Friday, August 3, 2012: 9:54 AM
Faculty of Economics, TBA
Paul HATHAZY
,
Sociology, University of California Berkeley, Berkeley, CA
In this paper I discuss how the Chilean Carabineros and the Argentine Federal Police differently incorporated public management and community policing models in the recent neoliberal and democratic period. Questioning the approaches that see changes in police bureaucracies as bureaucratic adaptations to high crime societies (Garland), as the passive adoptions of neoliberal political rationalities and managerial techniques (O’Malley), or as almost natural tendencies after democratic transitions, I propose a field-theory approach to explain the emergence and differential consolidation of new these two policing models in two national police bureaucracies in similar socio-political contexts. Locating those police bureaucracies within national policing fields—spaces of struggle over policing policies and priorities that involve the police forces, authorities, experts and civil society organizations—I explain the successful incorporation of public management and community policing models in Chile and the initial superficial incorporation and later reversal and final abandonment of these models in Argentina.

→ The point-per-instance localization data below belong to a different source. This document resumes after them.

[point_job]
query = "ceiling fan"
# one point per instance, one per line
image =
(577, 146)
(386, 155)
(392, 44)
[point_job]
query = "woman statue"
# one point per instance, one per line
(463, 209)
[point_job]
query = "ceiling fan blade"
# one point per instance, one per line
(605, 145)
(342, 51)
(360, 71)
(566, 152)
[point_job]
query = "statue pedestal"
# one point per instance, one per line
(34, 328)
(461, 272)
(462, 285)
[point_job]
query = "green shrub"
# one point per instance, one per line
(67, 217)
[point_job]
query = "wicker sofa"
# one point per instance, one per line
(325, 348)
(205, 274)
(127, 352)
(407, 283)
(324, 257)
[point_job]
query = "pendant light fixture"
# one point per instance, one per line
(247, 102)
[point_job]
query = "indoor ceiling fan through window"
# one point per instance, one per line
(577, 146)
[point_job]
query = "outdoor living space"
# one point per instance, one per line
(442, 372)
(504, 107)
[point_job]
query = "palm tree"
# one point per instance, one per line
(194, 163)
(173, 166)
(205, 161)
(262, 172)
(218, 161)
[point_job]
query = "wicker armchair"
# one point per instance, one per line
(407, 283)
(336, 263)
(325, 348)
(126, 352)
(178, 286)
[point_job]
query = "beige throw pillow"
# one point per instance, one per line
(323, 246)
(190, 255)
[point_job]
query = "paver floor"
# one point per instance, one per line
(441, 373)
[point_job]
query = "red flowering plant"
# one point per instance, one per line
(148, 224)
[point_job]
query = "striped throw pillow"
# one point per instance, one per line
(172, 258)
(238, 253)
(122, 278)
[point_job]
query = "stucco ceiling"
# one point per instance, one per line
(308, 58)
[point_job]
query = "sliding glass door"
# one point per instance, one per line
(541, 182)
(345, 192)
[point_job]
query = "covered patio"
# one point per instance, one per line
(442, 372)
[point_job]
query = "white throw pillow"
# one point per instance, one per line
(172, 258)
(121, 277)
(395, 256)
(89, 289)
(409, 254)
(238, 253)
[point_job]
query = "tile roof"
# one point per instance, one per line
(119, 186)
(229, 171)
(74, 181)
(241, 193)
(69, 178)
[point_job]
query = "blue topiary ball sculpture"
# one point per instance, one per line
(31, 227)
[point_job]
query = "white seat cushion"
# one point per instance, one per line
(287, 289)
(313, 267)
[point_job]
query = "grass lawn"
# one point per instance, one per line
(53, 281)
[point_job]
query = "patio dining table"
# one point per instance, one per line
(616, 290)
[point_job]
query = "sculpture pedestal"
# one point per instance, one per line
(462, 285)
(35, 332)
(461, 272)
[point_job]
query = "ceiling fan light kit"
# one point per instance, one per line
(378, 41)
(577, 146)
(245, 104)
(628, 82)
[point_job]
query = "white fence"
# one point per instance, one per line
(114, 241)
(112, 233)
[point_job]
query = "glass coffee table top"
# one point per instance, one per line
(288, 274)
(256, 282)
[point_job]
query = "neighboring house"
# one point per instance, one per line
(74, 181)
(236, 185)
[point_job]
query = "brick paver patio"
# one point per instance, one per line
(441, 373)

With this approach I explain why, paradoxically, in Chile, where the central government had almost no control over the police in the democratic period the police changed—adopted these models—, whereas in Argentina, where the central government controlled the police from the beginning of the democratic period police reform failed. I argue that the greater bureaucratic autonomy of the Chilean police lead to a self-transformation of the police in which the police incorporated the new models to legitimate itself and retain its bureaucratic autonomy. In the more heteronomous Argentine police, authorities introduced the new models into the police, but later on halt the reform, and revert to harsh policing strategies in line with their penal-populist orientations. The field-theory analysis, focusing on variations in bureaucratic autonomy and on the (sometimes perverse) effects of political interests, shows we need to rethink the link between democratic influences and institutional police change.